Neonatal cholestasis is defined as prolonged conjugated Hyperbilirubinemia, typically lasting more than two weeks6,7 and affects approximately 1 in 2500 births.8,9
The evaluation of neonatal Cholestasis may appear complicated because of the large number of potential diagnosis such as, biliary atresia, congenital panhypopituitarism, congenital adrenal hyperplasia, neonatal lupus and pseudohypoaldosteronism.
Most untreated patients with 21-hydroxylase deficiency have serum 17-hydroxyprogesterone concentrations more than 1,000 ng/dL. For the few patients with levels in the range of >630ng/dL (upper limit of reference range for newborns) to 2,000 ng/dL, it might be prudent to consider 11-hydroxylase deficiency as an alternative diagnosis. 11-Hydroxylase deficiency, in particular if it affects CYP11B1, can be associated with modest elevations in serum 17-hydroxyprogesterone concentrations. In 11 beta-hydroxylase 1 (CYP11B1) deficiency, serum concentrations of Cortisol will be low where as in CYP11B2 deficiency, serum Cortisol concentrations are usually normal. Due to the presence of intact 11 beta-hydroxylase 2 (CYP11B2), serum concentrations of all potent mineral corticoids (corticosterone, 18-hydroxycorticosterone, and aldosterone) are typically increased above the normal reference range.13 The final diagnosis is based on genetic testing which is not available in Pakistan.

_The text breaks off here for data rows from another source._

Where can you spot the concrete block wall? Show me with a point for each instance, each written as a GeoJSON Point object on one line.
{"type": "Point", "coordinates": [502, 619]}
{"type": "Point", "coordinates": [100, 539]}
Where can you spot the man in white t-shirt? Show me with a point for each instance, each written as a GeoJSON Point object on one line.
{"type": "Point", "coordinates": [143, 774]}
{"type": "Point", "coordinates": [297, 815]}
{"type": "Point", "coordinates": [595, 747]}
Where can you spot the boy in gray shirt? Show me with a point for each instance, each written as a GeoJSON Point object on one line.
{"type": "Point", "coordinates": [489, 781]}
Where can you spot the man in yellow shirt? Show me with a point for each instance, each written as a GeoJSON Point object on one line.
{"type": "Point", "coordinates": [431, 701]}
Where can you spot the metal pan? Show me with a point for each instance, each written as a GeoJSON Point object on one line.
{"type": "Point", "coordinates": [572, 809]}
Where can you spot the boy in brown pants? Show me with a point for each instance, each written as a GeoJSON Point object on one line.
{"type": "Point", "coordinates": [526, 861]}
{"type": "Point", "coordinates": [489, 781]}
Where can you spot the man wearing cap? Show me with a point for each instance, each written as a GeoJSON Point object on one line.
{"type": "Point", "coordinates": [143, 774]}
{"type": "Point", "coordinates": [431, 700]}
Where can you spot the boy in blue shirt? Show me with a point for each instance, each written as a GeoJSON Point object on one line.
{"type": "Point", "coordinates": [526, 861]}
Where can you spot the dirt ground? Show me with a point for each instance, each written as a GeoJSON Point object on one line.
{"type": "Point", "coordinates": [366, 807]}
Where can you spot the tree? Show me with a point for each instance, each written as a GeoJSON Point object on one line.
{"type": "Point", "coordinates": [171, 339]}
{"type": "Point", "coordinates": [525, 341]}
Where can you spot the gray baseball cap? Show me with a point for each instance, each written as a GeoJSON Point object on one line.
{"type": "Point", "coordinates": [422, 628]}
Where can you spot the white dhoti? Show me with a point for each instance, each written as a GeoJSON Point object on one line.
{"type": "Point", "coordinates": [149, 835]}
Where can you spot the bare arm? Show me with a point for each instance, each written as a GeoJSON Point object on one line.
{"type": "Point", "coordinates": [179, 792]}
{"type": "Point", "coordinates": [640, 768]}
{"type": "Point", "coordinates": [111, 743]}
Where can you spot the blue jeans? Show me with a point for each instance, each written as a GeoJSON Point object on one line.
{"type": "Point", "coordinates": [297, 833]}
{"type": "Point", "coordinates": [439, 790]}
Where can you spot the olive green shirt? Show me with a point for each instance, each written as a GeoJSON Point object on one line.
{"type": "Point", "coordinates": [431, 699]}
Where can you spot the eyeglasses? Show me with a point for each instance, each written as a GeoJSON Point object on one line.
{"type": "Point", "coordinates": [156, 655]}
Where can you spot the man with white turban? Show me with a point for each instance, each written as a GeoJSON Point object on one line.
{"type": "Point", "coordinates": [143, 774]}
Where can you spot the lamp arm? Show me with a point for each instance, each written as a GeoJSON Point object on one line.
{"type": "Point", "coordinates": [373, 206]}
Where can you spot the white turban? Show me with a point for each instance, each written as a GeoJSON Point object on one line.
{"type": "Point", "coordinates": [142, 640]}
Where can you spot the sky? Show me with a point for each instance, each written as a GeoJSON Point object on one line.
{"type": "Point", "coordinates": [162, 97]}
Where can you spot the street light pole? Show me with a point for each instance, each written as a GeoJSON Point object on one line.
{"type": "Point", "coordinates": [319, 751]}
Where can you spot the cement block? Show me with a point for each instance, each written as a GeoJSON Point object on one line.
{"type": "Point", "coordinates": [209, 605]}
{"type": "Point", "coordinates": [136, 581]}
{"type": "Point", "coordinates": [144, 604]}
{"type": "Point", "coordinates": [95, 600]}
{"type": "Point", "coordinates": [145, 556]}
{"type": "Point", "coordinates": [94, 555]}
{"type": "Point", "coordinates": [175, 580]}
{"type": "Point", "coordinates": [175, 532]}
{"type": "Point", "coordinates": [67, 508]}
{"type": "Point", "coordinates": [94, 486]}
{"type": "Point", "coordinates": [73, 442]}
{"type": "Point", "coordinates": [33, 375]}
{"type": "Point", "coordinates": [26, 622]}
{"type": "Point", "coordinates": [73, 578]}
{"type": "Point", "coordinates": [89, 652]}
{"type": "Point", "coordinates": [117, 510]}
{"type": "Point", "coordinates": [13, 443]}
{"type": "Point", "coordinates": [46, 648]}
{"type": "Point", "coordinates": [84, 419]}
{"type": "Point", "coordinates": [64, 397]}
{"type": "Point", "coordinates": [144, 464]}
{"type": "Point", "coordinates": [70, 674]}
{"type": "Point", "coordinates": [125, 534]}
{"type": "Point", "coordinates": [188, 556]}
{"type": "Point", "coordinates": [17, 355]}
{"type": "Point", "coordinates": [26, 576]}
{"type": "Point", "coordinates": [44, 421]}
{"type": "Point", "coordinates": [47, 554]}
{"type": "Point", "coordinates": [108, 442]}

The pathophysiology of cholestasis in CAH is unclear, but a lack of glucocorticoid may result in decreased bile secretion into the canaliculi.5,10,11 Research based on animal models suggests that Cortisol influences bile formation, furthermore bile flow was reduced in adrenalectomized rats.12 Hence any alteration in either synthesis or secretion of bile combined with the relative immaturity of the infantile liver could set the stage for cholestasis. Interestingly enough, adrenal insufficiency with cholestasis is limited only to the early infantile period; hepatic manifestations beyond infancy include hypertransaminasemia but not cholestasis.14,15
Furthermore, hyperbilirubinaemia and cholaemia are shown to be associated with hypovolaemia and hyponatraemia. Retained bile acids can reduce fluid reabsorption in the proximal tubule causing volume depletion and hyponatraemia,16,17 which in turn causes secondary hyperaldosteronism. In most cases (classical type) mineralocorticoid deficiency explains the electrolyte imbalance.
Rarely, CAH may present itself with persistent conjugated hyperbilirubinaemia leading to difficulty in its diagnosis, with an extensive workup or even surgical intervention required. However, apt identification can lead to the treatment, which is uncomplicated and results in rapid recovery of the patient.
Written informed consent was obtained from the parents of the patient for publication of this case report.